発達支援Q&A

発達支援Q&A

発達支援Q&Aについて


 このQ&Aは、札幌校の齊藤真善先生の講義「特別支援教育」において、
 学生からの発達障害に関する質問に対して、先生が授業で回答されたものを
 紹介していくコーナーです。

 発達障害の子どもの関わり方の参考になると幸いです!

 伊藤

質問その1 教師の説明の仕方は?

Q 学級内での教師の説明の仕方は。

A 自閉症についての講義をしても、クラスメートの「関わる力」は
身につかないでしょう。
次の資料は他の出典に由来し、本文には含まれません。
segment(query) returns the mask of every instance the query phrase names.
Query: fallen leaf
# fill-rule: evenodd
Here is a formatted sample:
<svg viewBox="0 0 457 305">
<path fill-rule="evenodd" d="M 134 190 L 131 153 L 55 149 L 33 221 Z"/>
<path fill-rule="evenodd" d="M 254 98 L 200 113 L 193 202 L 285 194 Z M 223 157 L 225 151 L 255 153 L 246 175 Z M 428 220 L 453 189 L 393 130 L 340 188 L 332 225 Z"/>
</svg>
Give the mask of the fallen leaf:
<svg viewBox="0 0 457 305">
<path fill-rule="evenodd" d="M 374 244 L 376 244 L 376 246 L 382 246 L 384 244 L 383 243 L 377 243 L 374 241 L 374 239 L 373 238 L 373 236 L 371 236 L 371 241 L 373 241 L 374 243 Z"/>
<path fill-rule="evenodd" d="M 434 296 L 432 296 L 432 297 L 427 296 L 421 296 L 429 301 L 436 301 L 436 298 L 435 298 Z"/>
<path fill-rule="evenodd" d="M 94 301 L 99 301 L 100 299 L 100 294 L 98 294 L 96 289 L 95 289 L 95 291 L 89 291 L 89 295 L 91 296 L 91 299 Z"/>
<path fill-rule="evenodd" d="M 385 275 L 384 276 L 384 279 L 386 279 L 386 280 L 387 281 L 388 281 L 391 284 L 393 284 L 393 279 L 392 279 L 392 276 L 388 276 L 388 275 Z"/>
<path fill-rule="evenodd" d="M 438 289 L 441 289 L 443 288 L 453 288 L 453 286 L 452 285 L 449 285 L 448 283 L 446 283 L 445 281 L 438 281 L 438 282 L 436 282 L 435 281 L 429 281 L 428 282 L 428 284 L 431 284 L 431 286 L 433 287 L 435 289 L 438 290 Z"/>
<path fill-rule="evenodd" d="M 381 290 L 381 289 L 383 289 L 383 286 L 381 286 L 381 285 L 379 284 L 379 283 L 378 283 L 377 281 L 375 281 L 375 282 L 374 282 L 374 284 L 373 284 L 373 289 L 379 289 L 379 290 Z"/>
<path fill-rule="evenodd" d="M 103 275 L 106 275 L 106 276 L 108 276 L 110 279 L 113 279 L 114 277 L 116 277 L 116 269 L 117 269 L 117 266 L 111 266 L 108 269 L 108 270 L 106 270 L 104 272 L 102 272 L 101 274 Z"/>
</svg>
それよりも、先生がその子と仲良くつきあっている様子を普段から見せていれば、自然にまわりの子たちもまねをします。

学級運営がうまくいっていない時というのは、担任の先生自身がその子を理解できず、対応にあたふたしている場合が多いです。

 先生がその子と上手に付き合えていると、何か問題が起こっても、
 クラスの子たちは先生と同じアプローチで接することができるように
 なります。

 例えば、その子が怒り出した時に、先生が理由を説明し、子供の気持ちを言葉にしながらなだめているうちに、落ち着いていく様を見ているクラスメートは、数ヶ月すると「あんな風にこの子と関わればいいのだ」というふうに、先生と同じ方法でアプローチする子が増えてきます。

 つまり、先生の理解が的確であることや先生が普段からその子と仲の良い関係にあることが大事ということです。

質問その2 自閉症の人と話すスピードは?


Q 自閉症の人と話す時のスピードはどのくらいが良いですか。

 

A スピードの問題より、どのくらい単語や句の間にポーズを置くのかという問題の方が大事だと思います。

 自閉症の問題点は言葉と言葉の関係を理解するまでに、大変時間がかかることです。

 そのため、複雑な文章で、なおかつ長い文章だと、その文章をどのように解釈すればいいのか、頭の中で整理するまでに時間がかかるのです。

 そこで、単語や句など一番小さな意味的なまとまりを、一回投げかけてみて、それを相手が理解したと了解できてから、次の単語や句をつなげてあげるといいです。

 意味の単位を少し小さめにしてあげること、言葉と言葉の間にたっぷりと間を設けて、推論する時間を確保することで、だいぶ理解しやすくなると思います。

質問その3 情報過多への有効な方法とは?


 Q 会話という場面が自閉症の子にとって、情報過多ならば、手紙やメールなどの平面媒体が有効ではないでしょうか。


A その通りです。手紙・メールでの対話は当事者に有効な方法だと思います。

 会話だと、言葉や表現が省略されてしまうことがありますし、発せられた言葉はすぐに消えてしまいます。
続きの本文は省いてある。